John Locke
Diz-se que os ingleses consideram John Locke (1632-1704) o maior filósofo de todos e o mais importante para a modernidade.
Enquanto nós, como diziam os antigos, no “ano da graça de nosso senhor Jesus Cristo de dous mil e treze”, estamos ainda discutindo acerca da laicidade do Estado brasileiro e da separação entre Estado e Igreja, John Locke, em 1689, fazendo jus à admiração do povo inglês, escreveu a “Carta sobre a Tolerância”[1], defendendo:
Mas que toda a jurisdição do magistrado[2] diz respeito somente a esses bens civis, que todo o direito e o domínio do poder civil se limitam unicamente a fiscalizar e melhorar esses bens civis, e que não deve e não pode ser de modo algum estendido à salvação das almas, será provado pelas seguintes considerações.

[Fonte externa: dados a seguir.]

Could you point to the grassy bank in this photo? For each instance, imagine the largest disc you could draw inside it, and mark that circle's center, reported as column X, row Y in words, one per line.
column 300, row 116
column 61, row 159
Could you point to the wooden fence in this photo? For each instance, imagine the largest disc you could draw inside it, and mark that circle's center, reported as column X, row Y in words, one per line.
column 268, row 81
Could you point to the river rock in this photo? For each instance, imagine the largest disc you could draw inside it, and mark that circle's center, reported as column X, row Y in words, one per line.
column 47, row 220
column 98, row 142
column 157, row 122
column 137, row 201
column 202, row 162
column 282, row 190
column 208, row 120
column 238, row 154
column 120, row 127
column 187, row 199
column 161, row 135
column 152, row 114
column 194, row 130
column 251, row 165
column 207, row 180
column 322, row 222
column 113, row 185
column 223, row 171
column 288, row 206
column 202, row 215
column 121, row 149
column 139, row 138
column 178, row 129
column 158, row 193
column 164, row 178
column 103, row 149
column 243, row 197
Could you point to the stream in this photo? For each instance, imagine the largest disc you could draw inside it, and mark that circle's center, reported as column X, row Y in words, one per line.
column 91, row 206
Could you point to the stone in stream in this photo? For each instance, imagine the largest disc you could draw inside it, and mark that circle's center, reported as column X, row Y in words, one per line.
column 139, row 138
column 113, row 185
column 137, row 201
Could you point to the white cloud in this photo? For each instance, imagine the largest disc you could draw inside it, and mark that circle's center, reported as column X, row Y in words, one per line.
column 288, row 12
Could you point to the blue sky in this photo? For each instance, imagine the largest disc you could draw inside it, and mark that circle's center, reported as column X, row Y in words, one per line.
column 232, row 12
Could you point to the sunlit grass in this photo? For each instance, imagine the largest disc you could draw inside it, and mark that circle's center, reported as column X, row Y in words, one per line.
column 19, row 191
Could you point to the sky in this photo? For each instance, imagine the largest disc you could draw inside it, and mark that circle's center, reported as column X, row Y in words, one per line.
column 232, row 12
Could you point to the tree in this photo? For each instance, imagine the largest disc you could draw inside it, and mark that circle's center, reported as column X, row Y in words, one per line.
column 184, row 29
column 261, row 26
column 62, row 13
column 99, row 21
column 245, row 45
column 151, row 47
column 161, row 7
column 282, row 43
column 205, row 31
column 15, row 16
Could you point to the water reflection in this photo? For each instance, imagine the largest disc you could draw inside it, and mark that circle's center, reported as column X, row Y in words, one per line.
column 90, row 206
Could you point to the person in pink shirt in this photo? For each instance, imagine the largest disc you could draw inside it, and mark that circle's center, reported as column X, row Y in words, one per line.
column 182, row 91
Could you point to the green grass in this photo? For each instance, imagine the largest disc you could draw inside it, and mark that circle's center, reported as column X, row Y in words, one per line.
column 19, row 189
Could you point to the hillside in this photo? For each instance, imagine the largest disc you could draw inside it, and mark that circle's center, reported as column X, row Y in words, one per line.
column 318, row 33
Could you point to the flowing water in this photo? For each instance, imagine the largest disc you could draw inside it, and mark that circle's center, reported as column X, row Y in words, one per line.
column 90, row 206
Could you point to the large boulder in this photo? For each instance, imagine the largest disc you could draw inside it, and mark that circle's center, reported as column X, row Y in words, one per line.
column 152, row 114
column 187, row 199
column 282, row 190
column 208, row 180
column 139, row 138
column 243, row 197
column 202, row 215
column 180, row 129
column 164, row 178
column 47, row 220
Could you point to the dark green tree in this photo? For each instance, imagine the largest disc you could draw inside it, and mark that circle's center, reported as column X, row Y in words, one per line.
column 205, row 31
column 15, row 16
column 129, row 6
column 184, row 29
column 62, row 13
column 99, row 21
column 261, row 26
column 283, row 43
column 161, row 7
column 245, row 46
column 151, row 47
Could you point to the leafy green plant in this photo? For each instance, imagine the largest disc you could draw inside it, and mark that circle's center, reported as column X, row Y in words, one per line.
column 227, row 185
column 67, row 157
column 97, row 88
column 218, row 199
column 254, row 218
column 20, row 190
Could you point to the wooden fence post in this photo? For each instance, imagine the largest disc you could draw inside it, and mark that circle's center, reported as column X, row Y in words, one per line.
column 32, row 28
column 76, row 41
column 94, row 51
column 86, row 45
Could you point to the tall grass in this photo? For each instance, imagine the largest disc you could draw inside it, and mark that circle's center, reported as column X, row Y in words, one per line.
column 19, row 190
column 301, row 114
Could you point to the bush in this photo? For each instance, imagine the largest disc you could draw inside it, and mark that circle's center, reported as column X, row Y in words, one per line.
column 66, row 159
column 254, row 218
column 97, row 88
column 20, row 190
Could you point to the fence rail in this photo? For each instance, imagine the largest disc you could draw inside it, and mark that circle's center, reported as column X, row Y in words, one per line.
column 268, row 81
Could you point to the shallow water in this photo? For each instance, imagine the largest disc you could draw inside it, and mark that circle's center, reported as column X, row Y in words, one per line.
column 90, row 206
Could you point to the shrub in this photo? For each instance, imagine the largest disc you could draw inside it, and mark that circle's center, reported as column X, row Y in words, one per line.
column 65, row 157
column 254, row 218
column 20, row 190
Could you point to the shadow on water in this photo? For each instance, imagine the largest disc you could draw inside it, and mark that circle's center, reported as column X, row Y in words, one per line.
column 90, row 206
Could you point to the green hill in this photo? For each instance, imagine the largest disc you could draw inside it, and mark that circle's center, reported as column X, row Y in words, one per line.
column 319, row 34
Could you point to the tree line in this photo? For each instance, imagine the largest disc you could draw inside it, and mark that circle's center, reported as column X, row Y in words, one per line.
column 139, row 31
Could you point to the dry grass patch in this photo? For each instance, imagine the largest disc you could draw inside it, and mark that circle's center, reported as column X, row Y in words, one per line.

Em primeiro lugar, mostraremos que não cabe ao magistrado civil o cuidado das almas, nem tampouco a quaisquer outros homens. Isso não lhe foi outorgado por Deus, porque não parece que Deus jamais tenha delegado autoridade a um homem sobre outro para induzir outros homens a aceitar sua religião.
[...]
Em segundo lugar, o cuidado das almas não pode pertencer ao magistrado civil, porque seu poder consiste totalmente em coerção. Mas a religião verdadeira e salvadora consiste na persuasão interior do espírito, sem o que nada tem qualquer valor para Deus, pois tal é a natureza do entendimento humano, que não pode ser obrigado por nenhuma força externa.
[...]
Em terceiro lugar, o cuidado da salvação das almas de modo algum pode pertencer ao magistrado civil; porque, mesmo se a autoridade das leis e a força das penalidades fossem capazes de converter o espírito dos homens, ainda assim isso em nada ajudaria para a salvação das almas. Pois se houvesse apenas uma religião verdadeira, uma única via para o céu, que esperança haveria que a maioria dos homens a alcançasse, se os mortais fossem obrigados a ignorar os ditames de sua própria razão e consciência, e cegamente aceitarem as doutrinas impostas por seu príncipe, e cultuar Deus na maneira formulada pelas leis de seu país? Dentre as várias opiniões que os diferentes príncipes sustentam acerca da religião, o caminho mais estreito e o portão apertado que levam ao céu estariam inevitavelmente abertos a poucos, pertencentes a um único país: o que salientaria o absurdo e a inadequada noção de Deus, pois os homens deveriam sua felicidade eterna ou miséria simplesmente ao acidente de seu nascimento.
[...]
Nenhum indivíduo deve atacar ou prejudicar de qualquer maneira a outrem nos seus bens civis porque professa outra religião ou forma de culto. Todos os direitos que lhe pertencem como indivíduo, ou como cidadão, são invioláveis e devem ser-lhe preservados.
[...]
Ninguém, portanto, nem os indivíduos, nem as igrejas e nem mesmo as comunidades têm qualquer título justificável para invadir os direitos civis e roubar a cada um seus bens terrenos em nome da religião. Aos que pensam de outro modo, pediria que ponderem consigo mesmos acerca das ilimitadas ocasiões para a discórdia e guerras, quão poderosa provocação para rapinas, matanças e infindáveis ódios que fornecem à humanidade. Nenhuma segurança ou paz, muito menos amizade, jamais pode ser estabelecida ou preservada entre os homens, se a opinião predominante está fundada no privilégio e que a religião deve ser propagada pela força das armas.